Diversity in the workplace has been a topic of discussion for several decades, but the subject is finally getting the attention it deserves in recent years. Today, diversity, equity, and inclusion (DEI) is no longer a “nice-to-have” but is a business-critical initiative - one that recruitment can lead. First, it is essential to assess how well your company currently works towards achieving meaningful representation and the diverse perspectives it brings. This likely entails collecting data on your current DEI targets and identifying the ways to improve. Once this has been assessed, you can start to think about the role DEI plays in your recruitment process and how prioritizing can help bring in the fresh perspective needed to drive your business forward. In other words, think about the role that recruitment plays in reaching and contributing to your DEI goals and initiatives. However, this prioritization requires a data-driven approach that aims to remove bias across all stages of your hiring process. You can read more about data-driven recruitment in our blog post “How data-driven assessment ensures your business growth.”

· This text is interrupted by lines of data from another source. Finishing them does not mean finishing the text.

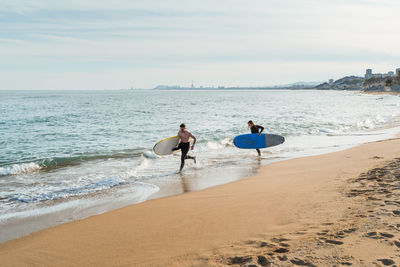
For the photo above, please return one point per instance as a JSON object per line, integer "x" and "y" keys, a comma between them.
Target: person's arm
{"x": 260, "y": 128}
{"x": 194, "y": 140}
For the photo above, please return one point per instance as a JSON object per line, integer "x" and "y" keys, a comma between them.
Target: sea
{"x": 68, "y": 155}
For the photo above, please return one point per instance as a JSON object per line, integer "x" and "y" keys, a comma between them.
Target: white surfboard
{"x": 165, "y": 146}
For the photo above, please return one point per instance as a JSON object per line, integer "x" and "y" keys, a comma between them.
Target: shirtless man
{"x": 184, "y": 144}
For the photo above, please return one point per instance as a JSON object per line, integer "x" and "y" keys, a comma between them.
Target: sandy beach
{"x": 340, "y": 209}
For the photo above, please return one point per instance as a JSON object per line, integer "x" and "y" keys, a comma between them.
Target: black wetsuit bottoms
{"x": 184, "y": 147}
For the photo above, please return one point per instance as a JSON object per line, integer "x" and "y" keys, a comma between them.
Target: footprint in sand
{"x": 334, "y": 242}
{"x": 239, "y": 260}
{"x": 386, "y": 262}
{"x": 263, "y": 261}
{"x": 300, "y": 262}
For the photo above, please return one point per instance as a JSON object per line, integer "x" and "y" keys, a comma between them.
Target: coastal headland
{"x": 341, "y": 208}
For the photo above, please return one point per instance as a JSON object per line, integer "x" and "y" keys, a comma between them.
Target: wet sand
{"x": 340, "y": 209}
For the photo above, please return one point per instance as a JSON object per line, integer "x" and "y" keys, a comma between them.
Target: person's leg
{"x": 184, "y": 150}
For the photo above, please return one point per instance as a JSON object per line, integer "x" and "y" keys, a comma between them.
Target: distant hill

4. Flexibility of Remote Work

Lockdowns forced nearly all companies to close their doors and send their employees to work from home. Although many companies are reopening their doors, remote workplaces aren’t going anywhere as managers and employees alike discovered newfound freedom and increased productivity that work-from-home has to offer. What does this mean for recruitment? Not only have candidates adjusted to their own new normal, their expectations around remote work and flexible hours have also changed. In fact, nearly 80% of employees want to work from home at least one day a week. So, as we transition back into working from the office, many candidates will be wondering what they can expect from your work-from-home policy. For example, do you supply office equipment to those working from home? If you have a blended approach, how many days a week is the candidate expected to be in the office? In short, today’s changing work environment highlights the importance of clearly communicating an established, yet flexible, work-from-home policy that can manage candidate expectations.



5.Recruitment to Play a Bigger Role in Corporate Strategy

The trends outlined above are presented through a recruiter’s lens, but the truth of the matter is that these movements transcend beyond the domain of recruitment. They have implications for nearly every aspect of an organization. Additionally, knowledgeable recruiters can access valuable data that helps identify potential skills gaps and industry talent shortages. This means that moving forward, recruiters and HR leaders can expect to have a more prominent voice when it comes to long-term strategic development - not just at an HR-level, but at a company-wide level.